Next Generation Sequencing in the Cloud

Project Details

Project Lead
Jonathan Klinginsmith 
Project Manager
Jonathan Klinginsmith 
Supporting Experts
Zhenhua Guo, Saliya Ekanayake  
Institution
Indiana University, School of Informatics  
Discipline
Computer Science (401) 
Subdiscipline
26.0613 Genetics, Plant and Animal 

Abstract

We will use this work to analyze next generation sequencing (NGS) algorithms and workflows in the cloud.

Intellectual Merit

There are many genomic data sets hosted either publicly or in clouds such as Amazon already. Many researchers have created algorithms using the Map/Reduce paradigm for pleasingly parallel algorithms. These algorithms fit nicely in clouds; however, we are also interested in understanding better how well other NGS algorithms map to clouds.

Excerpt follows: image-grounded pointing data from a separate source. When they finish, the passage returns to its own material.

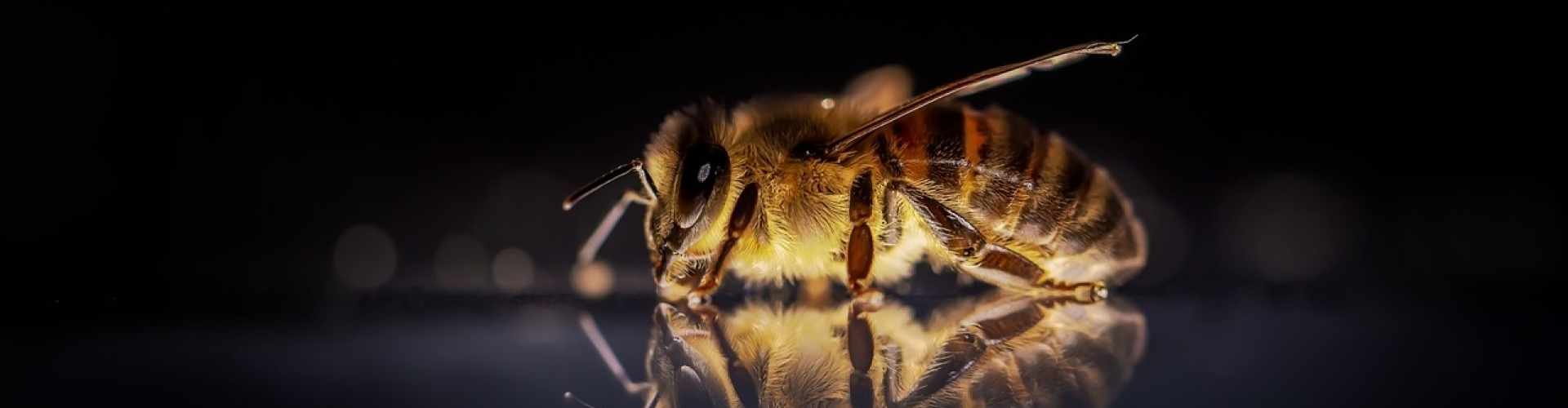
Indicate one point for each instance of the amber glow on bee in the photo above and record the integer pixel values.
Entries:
(862, 185)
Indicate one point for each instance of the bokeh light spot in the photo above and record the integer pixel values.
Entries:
(364, 258)
(593, 280)
(511, 270)
(461, 264)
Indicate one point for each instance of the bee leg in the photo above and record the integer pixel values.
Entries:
(858, 255)
(862, 346)
(988, 261)
(739, 220)
(590, 248)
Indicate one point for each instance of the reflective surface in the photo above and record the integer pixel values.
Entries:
(987, 350)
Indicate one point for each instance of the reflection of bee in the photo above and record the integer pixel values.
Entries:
(1010, 350)
(867, 183)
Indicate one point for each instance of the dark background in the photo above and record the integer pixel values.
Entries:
(1341, 212)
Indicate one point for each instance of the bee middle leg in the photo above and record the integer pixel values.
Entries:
(860, 251)
(987, 261)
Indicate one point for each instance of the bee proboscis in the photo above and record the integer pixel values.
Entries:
(860, 187)
(998, 350)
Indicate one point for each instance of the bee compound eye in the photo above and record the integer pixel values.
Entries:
(703, 171)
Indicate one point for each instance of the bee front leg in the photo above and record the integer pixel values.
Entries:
(860, 251)
(739, 220)
(590, 248)
(993, 263)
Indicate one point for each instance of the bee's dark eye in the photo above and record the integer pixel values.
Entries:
(703, 170)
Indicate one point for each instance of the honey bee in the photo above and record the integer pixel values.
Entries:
(998, 350)
(860, 187)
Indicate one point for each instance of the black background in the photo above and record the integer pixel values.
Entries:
(177, 176)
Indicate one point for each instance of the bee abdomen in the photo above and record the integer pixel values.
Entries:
(1017, 183)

Questions such as, "Are there limits to using clouds for certain algorithms?" and "Can current NGS algorithms be modified to perform well in the cloud?" are important for researchers to understand.

Broader Impacts

This work will enhance scientific understanding on how next generation sequencing (NGS) algorithms operate in cloud computing infrastructures. By performing this work, researchers will gain a better understanding on how to perform NGS algorithms and workflows in computing environments such as cloud, which provide a necessary scale of resources.

Scale of Use

I will request a few VMs for an experiment when initially testing. To perform some tests at small scale, I may request 10s of VMs for a virtual cluster. The time the VMs will run will be dependent on the analysis and/or workflow being tested.